Syringe exchange is imperative to local public health 

Published 9:59 pm Friday, February 10, 2017

Beyond politics and opinions there is an ever-constant duty of local officials to maintain the public health and safety of the community and the local health board, Stanford City Council and Lincoln County Fiscal Court have recently taken steps to do just that by supporting the implementation of a syringe exchange. 
Last summer, the Center for Disease Control ranked Lincoln County 97 out 220 counties across the U.S. deemed vulnerable to the outbreak of diseases commonly caused by the exchange and use of dirty needles. Since the report was released, the heroin epidemic and rate of drug abuse has not waned – it has only increased. 
It is only logical to infer that a syringe exchange that was recommended last summer is just as necessary now, if not more, as the drug epidemic continues to ravage through Kentucky communities including this one. 
While many will say the exchange is simply enabling drug use by giving addicts clean needles, that opinion overlooks the true intention and purpose of the exchange – to prevent the spread of infectious disease through dirty needles. 
During the Stanford City Council meeting, City Attorney Chris Reed described two instances in which he encountered dirty, bloody needles – once in the parking lot of a courthouse and again in the parking lot of a restaurant. 
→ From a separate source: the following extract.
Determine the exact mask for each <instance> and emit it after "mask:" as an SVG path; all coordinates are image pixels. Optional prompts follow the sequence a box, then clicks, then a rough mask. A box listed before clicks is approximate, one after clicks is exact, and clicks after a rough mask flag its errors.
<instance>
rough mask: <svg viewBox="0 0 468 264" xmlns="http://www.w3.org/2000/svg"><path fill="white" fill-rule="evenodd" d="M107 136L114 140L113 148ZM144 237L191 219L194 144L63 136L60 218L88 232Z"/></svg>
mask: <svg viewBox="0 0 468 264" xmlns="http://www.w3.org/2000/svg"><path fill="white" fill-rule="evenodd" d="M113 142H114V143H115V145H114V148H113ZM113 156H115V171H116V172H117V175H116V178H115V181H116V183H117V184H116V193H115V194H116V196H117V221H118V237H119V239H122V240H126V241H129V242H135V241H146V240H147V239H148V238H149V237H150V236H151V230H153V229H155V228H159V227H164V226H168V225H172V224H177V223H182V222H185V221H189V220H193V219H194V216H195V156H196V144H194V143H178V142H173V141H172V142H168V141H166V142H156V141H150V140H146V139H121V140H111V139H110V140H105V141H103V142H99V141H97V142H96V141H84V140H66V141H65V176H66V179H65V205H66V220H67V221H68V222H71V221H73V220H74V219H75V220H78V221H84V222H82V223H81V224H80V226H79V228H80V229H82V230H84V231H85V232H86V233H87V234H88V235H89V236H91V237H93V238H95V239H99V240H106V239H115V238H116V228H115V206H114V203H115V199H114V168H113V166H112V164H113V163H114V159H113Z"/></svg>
“There was a Ziplock bag full of needles that were full of blood,” Reed said. “Two days after that, I went to a restaurant in Danville and got out of my car in flip flops and almost stepped on a needle that had blood in it.” 
Those were experiences worth sharing because they point exactly to the purpose of the exchange, which is to prevent others, especially children, from encountering the same. Reed also pointed to the high cost of treatment for infectious diseases like hepatitis C, which costs about $86,000 annually, and HIV, which costs about $380,000 per year. 
In 2014, Kentucky’s Medicaid program spent more than $50 million to treat 800 of those infected in the state – a cost that the public helps pay. Perhaps if we can get these high costs down, we can allocate more funding toward affordable treatment options. 
These addicts need our help, not our judgement. It is too easy to sit at home and condemn them for a disease that has taken complete control of their lives. Does that mean they are not responsible for their actions? No. But it does mean that in order to find their way out of the downward spiral, they are going to need some help. 
It is time for us to be neighbors again. Without the community coming together, this problem will not go away. 
We know it is hard to overlook criminal activity caused by drug addiction and we by no means endorse the idea of letting any criminal act off the hook. But history has shown that putting an addict in jail rarely does more than get them clean for a short period of time before they are released and return to the same lifestyle as before – with no alternative treatment or housing to run to in the immediate area. 
As for drug-traffickers, we have and always will support the full enforcement of the law for perpetuating a problem that continues to spiral out of control and take the lives of local residents. 
This newspaper is tired of printing the obituaries of our youth and pretending that there is nothing this community can do – we all have a part to play. 
We applaud our local government officials for seeing beyond the surface and realizing that a syringe exchange is a proactive attempt to not only keep this community safe, but save taxpayers money by getting dirty needles off the streets, getting more people tested for infectious disease and putting addicts closer to treatment.